Sometimes I get the feeling that people think farmers are a bunch of good ole boys scratching at the dirt, in awe and ignorance of the wonder of it all. We aren't. We've thought this through better than a social activist could imagine, it's our bread and butter. That's what we're discussing here, social activists with ideas about farming about as divorced from reality as they could be. OFC their solutions to fantasy problems...will be further fantasy. "Just grow people food where you grow livestock feed", they say. Guess what, can't. Any more suggestions? "Stop producing livestock to save the planet", they say. Guess what, can't. Any more suggestions?
*Assuming all goes well from seed to sale, which never happens. One cold snap and you lose 50%, then maybe 10% to disease, and another 10-20% to product standards (not pretty enough), and a further 10-20% due to failure to sell. A bad year you might make 100$ or lose money on any given acre (if you haven't paid off your model requirements and/or the property value is increasing). This is what caused the rise of the megafarm. If you only have a few acres, firstly, you can;t buy in to the conventional market, but more importantly, you can't spread your risk effectively. Buh-bye mom and pop. The model I use asks the consumer to assume all risk in the form of a pre-season lump payment.
**This one is, to me, truly mystifying. The folks who battery farm chickens don;t seem thrilled about it, and the equipment is actually mandated to them from on high by the retailing body (and specific -to- the retailing body). Perdue, for example, makes almost as much money charging farmers for "new" equipment and techniques yearly as they do from selling chickens. It's a scam, plain and simple, a beautiful scam, but a scam nevertheless. That's not to say the equipment and techniques don't work. They do, those chickens are delicious. I grew up wringing their necks and plucking them, old school.
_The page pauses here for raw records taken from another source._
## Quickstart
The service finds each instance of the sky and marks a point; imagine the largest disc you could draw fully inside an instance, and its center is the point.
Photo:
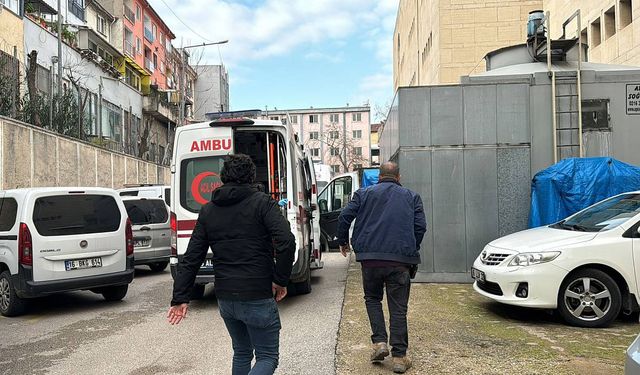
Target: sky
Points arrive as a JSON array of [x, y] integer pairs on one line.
[[292, 54]]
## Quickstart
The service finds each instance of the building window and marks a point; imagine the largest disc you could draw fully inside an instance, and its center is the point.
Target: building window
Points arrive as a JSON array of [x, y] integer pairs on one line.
[[610, 22], [102, 26], [626, 13], [596, 33]]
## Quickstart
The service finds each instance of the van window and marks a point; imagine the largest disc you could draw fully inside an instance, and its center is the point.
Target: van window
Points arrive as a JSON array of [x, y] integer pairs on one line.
[[63, 215], [146, 211], [8, 212], [199, 177]]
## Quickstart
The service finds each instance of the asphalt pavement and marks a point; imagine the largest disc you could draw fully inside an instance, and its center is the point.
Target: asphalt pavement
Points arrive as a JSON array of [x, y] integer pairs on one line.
[[80, 333]]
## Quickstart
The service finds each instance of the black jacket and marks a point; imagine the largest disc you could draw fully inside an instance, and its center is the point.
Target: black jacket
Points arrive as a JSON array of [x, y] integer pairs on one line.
[[244, 228]]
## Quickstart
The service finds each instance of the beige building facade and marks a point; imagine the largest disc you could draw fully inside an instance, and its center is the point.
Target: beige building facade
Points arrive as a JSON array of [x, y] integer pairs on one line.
[[611, 28], [339, 137], [437, 41]]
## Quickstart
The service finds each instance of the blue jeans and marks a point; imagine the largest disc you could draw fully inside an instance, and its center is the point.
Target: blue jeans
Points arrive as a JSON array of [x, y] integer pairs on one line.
[[253, 326]]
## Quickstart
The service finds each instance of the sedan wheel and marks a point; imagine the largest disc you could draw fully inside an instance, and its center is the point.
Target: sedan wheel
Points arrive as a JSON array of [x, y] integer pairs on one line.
[[589, 298]]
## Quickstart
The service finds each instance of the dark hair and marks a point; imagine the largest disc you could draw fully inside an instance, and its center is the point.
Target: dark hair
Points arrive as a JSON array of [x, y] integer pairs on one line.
[[238, 168]]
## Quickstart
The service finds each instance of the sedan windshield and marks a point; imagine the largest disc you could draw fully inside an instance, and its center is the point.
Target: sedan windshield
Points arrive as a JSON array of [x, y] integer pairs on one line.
[[603, 216]]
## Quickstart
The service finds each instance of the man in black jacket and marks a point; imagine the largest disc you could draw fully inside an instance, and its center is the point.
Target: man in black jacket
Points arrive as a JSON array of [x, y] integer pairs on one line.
[[244, 228]]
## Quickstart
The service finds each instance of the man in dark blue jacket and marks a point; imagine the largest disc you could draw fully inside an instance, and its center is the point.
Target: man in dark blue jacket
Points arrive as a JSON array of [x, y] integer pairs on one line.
[[389, 228]]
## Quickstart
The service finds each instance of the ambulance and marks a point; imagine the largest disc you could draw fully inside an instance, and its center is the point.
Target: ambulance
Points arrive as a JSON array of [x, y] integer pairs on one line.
[[283, 170]]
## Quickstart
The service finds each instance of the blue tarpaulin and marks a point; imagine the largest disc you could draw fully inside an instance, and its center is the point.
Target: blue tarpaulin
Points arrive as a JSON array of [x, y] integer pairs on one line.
[[573, 184], [370, 177]]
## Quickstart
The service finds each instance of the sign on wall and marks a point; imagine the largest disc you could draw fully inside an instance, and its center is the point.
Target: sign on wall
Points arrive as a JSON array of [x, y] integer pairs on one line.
[[633, 99]]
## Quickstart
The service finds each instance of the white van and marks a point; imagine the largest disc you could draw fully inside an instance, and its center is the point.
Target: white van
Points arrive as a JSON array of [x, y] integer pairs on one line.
[[147, 191], [283, 171], [61, 239]]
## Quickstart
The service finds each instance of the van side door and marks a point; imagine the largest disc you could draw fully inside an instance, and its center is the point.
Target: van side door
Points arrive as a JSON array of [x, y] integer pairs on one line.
[[331, 201]]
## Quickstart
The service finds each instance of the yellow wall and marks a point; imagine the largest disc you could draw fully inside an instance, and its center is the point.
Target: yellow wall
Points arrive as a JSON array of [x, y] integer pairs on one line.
[[441, 40], [11, 33], [621, 47]]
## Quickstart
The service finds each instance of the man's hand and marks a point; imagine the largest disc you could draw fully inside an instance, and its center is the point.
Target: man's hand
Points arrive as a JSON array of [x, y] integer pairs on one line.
[[344, 249], [177, 313], [279, 291]]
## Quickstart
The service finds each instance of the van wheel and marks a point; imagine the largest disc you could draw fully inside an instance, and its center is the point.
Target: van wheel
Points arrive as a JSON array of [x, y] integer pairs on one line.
[[10, 303], [158, 267], [198, 291], [115, 293], [303, 287], [589, 298]]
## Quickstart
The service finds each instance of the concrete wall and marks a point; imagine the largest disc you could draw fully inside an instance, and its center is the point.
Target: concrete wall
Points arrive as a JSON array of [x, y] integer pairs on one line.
[[33, 157], [622, 47], [438, 41]]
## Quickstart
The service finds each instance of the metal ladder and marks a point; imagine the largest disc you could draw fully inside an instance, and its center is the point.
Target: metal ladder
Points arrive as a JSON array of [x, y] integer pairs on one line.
[[566, 101]]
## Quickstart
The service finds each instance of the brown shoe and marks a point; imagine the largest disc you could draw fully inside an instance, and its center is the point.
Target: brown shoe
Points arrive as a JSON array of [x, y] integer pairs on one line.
[[401, 364], [380, 351]]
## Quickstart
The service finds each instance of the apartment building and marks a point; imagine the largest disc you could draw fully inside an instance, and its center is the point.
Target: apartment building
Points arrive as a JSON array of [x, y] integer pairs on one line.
[[611, 28], [437, 41], [339, 137]]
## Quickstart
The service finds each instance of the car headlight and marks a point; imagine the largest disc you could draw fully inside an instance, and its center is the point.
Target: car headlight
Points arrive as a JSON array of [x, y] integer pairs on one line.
[[528, 259]]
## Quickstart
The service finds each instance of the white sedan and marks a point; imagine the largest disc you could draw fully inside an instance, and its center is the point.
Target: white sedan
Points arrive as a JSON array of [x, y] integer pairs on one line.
[[584, 266]]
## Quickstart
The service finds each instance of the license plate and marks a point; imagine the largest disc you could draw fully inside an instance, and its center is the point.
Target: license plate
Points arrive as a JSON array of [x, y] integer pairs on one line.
[[140, 243], [477, 274], [80, 264]]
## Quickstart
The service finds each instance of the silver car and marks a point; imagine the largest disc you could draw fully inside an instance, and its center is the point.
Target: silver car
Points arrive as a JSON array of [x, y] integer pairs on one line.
[[151, 231]]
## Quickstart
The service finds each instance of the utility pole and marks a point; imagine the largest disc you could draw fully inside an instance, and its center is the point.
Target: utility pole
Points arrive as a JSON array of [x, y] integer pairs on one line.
[[183, 89]]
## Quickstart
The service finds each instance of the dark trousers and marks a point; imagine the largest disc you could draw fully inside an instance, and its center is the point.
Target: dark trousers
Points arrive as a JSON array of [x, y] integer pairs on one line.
[[253, 326], [397, 282]]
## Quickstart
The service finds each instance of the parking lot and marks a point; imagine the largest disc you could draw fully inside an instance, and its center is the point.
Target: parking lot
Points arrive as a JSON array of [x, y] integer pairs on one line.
[[453, 330], [80, 333]]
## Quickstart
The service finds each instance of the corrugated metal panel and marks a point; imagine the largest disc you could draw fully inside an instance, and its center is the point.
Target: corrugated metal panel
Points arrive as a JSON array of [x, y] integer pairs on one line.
[[481, 200], [448, 211], [597, 143], [513, 114], [446, 112], [480, 115], [414, 106], [415, 167], [514, 189]]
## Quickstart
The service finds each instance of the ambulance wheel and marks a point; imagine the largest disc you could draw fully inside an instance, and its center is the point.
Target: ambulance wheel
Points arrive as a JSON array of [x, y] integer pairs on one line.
[[198, 291]]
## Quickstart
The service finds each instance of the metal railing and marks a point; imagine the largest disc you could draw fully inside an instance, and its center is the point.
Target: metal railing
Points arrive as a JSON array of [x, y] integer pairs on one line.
[[128, 14], [77, 9]]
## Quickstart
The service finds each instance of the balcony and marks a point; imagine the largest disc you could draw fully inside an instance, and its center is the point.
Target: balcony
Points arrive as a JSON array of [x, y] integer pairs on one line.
[[148, 64], [129, 49], [148, 35], [128, 14], [157, 105], [77, 9]]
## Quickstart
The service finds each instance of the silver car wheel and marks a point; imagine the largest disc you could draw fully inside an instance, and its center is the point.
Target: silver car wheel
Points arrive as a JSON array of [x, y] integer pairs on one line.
[[5, 294], [587, 299]]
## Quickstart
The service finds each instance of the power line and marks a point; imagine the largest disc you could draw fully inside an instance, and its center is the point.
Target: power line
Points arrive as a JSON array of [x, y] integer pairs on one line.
[[181, 21]]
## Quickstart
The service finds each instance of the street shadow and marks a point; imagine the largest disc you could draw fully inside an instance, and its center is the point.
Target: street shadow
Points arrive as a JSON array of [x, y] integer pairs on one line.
[[68, 303]]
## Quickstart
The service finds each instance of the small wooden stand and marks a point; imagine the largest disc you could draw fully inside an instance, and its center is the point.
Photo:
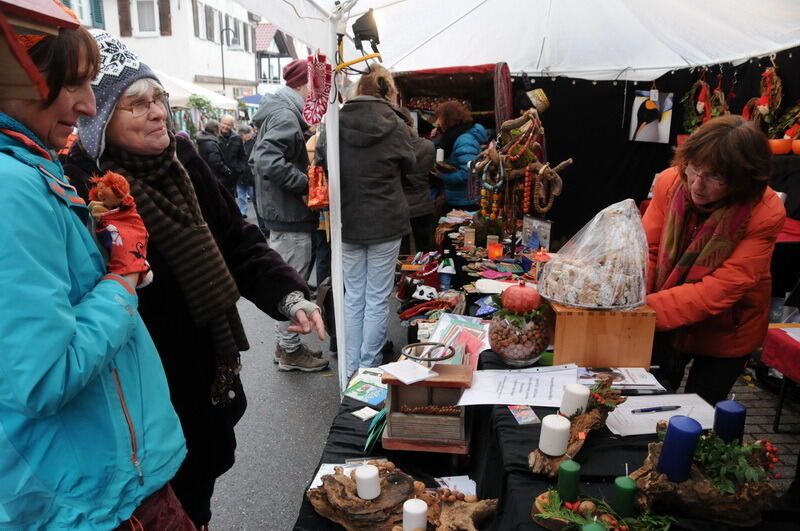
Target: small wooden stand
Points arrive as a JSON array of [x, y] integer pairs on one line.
[[423, 432], [603, 338]]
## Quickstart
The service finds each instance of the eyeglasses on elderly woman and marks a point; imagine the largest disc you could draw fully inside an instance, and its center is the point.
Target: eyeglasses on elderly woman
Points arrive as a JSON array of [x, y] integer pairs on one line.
[[141, 107], [713, 179]]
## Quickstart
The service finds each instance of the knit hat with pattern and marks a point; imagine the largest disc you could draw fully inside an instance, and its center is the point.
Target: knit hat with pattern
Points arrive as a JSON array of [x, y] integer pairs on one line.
[[119, 68]]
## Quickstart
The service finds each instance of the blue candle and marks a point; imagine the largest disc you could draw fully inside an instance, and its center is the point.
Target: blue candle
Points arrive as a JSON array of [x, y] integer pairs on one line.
[[683, 433], [729, 416]]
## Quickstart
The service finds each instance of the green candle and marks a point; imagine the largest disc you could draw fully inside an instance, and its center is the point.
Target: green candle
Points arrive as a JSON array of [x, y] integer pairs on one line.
[[622, 499], [569, 476]]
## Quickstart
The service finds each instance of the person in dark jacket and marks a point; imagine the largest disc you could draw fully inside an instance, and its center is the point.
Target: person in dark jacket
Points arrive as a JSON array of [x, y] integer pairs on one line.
[[461, 140], [211, 151], [374, 152], [245, 186], [280, 163], [232, 147], [416, 186], [204, 256]]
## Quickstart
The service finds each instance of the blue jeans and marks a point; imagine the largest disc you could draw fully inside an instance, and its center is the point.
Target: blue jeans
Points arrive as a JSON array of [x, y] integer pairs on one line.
[[242, 192], [368, 272]]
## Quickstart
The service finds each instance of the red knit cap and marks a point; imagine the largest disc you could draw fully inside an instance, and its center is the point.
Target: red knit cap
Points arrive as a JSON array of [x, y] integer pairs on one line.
[[296, 73]]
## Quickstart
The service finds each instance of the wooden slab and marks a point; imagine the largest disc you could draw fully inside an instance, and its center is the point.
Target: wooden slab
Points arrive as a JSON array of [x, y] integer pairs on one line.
[[603, 338]]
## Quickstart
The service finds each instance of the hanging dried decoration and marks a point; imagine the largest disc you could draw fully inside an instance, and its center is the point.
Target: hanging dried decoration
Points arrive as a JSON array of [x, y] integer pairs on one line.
[[788, 125], [717, 103], [696, 105], [764, 108]]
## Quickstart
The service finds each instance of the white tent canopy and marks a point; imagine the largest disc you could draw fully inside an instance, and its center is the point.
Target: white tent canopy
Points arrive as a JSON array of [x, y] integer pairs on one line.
[[180, 90], [636, 40], [598, 39]]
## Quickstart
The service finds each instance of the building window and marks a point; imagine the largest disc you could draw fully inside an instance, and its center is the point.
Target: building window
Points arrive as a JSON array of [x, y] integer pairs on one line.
[[210, 23], [146, 17]]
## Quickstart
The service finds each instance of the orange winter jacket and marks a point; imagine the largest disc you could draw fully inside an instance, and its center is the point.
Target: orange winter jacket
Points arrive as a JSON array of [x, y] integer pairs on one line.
[[726, 314]]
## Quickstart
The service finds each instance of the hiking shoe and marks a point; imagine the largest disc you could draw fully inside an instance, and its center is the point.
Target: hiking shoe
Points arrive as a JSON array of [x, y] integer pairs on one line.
[[279, 352], [301, 360]]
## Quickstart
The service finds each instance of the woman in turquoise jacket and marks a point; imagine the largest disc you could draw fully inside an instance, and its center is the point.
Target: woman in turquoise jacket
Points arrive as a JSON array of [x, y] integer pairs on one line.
[[461, 140], [87, 432]]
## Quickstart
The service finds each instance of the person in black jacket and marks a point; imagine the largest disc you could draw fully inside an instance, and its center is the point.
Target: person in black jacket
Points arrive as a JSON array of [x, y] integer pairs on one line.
[[245, 186], [232, 147], [211, 151], [204, 256]]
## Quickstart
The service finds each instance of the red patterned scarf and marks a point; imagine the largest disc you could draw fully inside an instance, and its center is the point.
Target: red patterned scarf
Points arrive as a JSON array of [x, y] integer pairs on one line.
[[712, 243]]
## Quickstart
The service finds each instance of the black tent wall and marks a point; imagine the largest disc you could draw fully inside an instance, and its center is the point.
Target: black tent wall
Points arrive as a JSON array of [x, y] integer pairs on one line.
[[589, 121]]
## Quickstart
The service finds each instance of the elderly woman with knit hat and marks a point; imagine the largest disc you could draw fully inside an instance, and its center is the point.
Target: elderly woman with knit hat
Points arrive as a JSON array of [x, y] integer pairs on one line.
[[88, 437], [203, 256], [375, 153]]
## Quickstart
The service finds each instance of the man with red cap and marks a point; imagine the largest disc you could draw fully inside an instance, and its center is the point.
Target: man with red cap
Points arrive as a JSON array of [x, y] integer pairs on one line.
[[279, 162]]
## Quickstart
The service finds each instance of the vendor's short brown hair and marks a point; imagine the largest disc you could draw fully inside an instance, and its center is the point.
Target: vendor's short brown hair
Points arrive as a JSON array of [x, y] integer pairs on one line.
[[452, 113], [58, 58], [378, 82], [733, 148]]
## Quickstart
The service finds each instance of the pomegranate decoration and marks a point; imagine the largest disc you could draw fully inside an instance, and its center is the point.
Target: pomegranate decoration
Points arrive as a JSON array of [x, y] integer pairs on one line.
[[521, 330], [521, 298]]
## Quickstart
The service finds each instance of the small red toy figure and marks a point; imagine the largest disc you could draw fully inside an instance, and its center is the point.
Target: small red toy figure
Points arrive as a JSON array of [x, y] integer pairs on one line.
[[120, 229]]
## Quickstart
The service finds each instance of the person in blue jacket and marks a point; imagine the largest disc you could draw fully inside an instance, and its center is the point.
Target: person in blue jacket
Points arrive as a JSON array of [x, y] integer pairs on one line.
[[461, 140], [88, 437]]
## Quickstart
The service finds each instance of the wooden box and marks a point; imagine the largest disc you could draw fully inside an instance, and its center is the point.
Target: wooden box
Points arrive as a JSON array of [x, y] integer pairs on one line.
[[603, 338], [428, 432]]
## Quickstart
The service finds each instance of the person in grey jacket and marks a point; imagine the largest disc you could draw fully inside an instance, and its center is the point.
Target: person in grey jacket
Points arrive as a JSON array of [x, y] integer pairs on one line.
[[416, 186], [279, 162], [374, 152]]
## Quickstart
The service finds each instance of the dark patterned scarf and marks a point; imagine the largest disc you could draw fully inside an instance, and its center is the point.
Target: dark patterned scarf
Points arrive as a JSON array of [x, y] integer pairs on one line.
[[711, 244], [168, 205]]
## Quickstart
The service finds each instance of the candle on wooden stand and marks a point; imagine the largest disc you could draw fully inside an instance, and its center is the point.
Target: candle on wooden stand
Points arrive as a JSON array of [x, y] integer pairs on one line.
[[622, 498], [569, 476], [576, 397], [683, 433], [554, 435], [415, 514], [729, 418], [368, 484]]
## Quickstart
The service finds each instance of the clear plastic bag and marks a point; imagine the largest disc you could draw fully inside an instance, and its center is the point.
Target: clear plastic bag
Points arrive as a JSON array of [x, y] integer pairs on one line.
[[603, 265]]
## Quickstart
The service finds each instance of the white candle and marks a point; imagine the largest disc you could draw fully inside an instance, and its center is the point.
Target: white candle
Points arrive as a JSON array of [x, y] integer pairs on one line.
[[415, 515], [554, 435], [576, 396], [368, 483]]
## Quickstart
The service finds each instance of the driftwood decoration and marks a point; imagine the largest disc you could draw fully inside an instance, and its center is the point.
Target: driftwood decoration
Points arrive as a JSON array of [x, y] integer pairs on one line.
[[601, 402], [337, 500], [698, 497]]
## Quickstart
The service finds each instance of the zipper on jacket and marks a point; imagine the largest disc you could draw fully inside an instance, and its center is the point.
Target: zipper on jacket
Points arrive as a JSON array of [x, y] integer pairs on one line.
[[131, 430]]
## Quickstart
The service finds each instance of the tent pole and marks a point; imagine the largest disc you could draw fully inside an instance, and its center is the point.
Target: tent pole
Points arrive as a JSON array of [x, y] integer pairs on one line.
[[334, 188]]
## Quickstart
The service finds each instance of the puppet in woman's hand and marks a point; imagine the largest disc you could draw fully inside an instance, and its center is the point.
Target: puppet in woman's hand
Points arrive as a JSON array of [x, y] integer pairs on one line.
[[120, 229]]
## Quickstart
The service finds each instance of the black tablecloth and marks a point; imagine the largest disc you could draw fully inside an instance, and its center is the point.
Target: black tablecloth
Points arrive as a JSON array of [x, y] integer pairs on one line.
[[498, 464]]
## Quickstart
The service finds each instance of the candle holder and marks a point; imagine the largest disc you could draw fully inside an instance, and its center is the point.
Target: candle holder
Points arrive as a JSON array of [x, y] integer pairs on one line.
[[336, 500], [602, 399]]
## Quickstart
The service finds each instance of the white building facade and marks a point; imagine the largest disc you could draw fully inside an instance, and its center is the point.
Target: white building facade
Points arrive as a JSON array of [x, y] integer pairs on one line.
[[187, 39]]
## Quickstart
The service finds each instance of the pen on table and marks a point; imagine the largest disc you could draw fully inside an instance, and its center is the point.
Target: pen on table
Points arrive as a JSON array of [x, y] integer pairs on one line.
[[655, 409]]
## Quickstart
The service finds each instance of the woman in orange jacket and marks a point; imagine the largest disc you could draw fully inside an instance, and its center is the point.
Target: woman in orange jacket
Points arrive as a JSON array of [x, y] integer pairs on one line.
[[711, 230]]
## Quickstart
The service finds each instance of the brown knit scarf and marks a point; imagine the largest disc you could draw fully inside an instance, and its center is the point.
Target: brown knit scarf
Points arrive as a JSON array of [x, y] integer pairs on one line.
[[168, 205]]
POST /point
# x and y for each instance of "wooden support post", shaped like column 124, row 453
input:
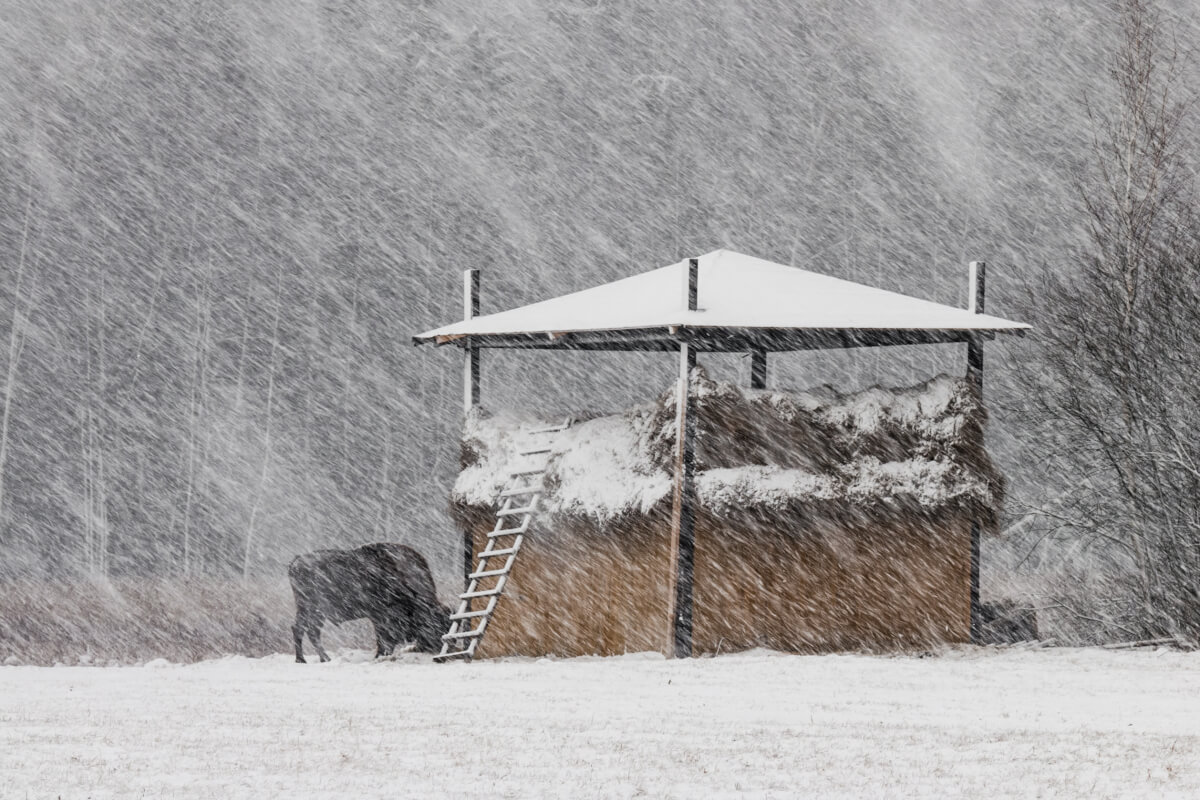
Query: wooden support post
column 471, row 364
column 683, row 513
column 469, row 392
column 975, row 377
column 759, row 368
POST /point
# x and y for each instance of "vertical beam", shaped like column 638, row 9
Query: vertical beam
column 757, row 368
column 975, row 377
column 683, row 511
column 471, row 364
column 469, row 395
column 691, row 286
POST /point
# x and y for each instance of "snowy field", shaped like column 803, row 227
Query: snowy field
column 983, row 723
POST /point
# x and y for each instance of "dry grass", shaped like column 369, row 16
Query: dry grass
column 132, row 620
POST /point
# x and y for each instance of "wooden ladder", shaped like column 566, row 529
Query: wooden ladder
column 517, row 504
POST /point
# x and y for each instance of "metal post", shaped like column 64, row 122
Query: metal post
column 975, row 377
column 757, row 368
column 469, row 396
column 683, row 517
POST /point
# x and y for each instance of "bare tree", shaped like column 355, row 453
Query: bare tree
column 1119, row 388
column 17, row 332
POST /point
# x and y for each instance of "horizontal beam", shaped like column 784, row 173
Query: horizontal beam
column 719, row 340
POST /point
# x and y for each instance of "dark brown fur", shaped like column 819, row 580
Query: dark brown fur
column 390, row 584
They don't taste the same, and they're tiny, so I prefer store-bought (and so does John Q Consumer). The"old cookbooks" btw, don;t call for ingredients they had spotty access too. You might think that fresh herb/spice (and citrus, no less, lol) was widely available then because it is now, but you'd be thinking wrong. You're welcome for that, btw, lol. Old cookbooks and new cookbook recipes are the damning case against livestock production..based upon the moving goalpost of flavor, btw? I brine my chicken as well, it allows for thicker, and therefore juicier, chunks to be fried without overcooking the coating. You're partially curing the meat before applying heat - that's all that's going on there. Used to be you could hang your chickens out for prep, but that's not exactly safe. You know they turn jet black before they're really ready to eat?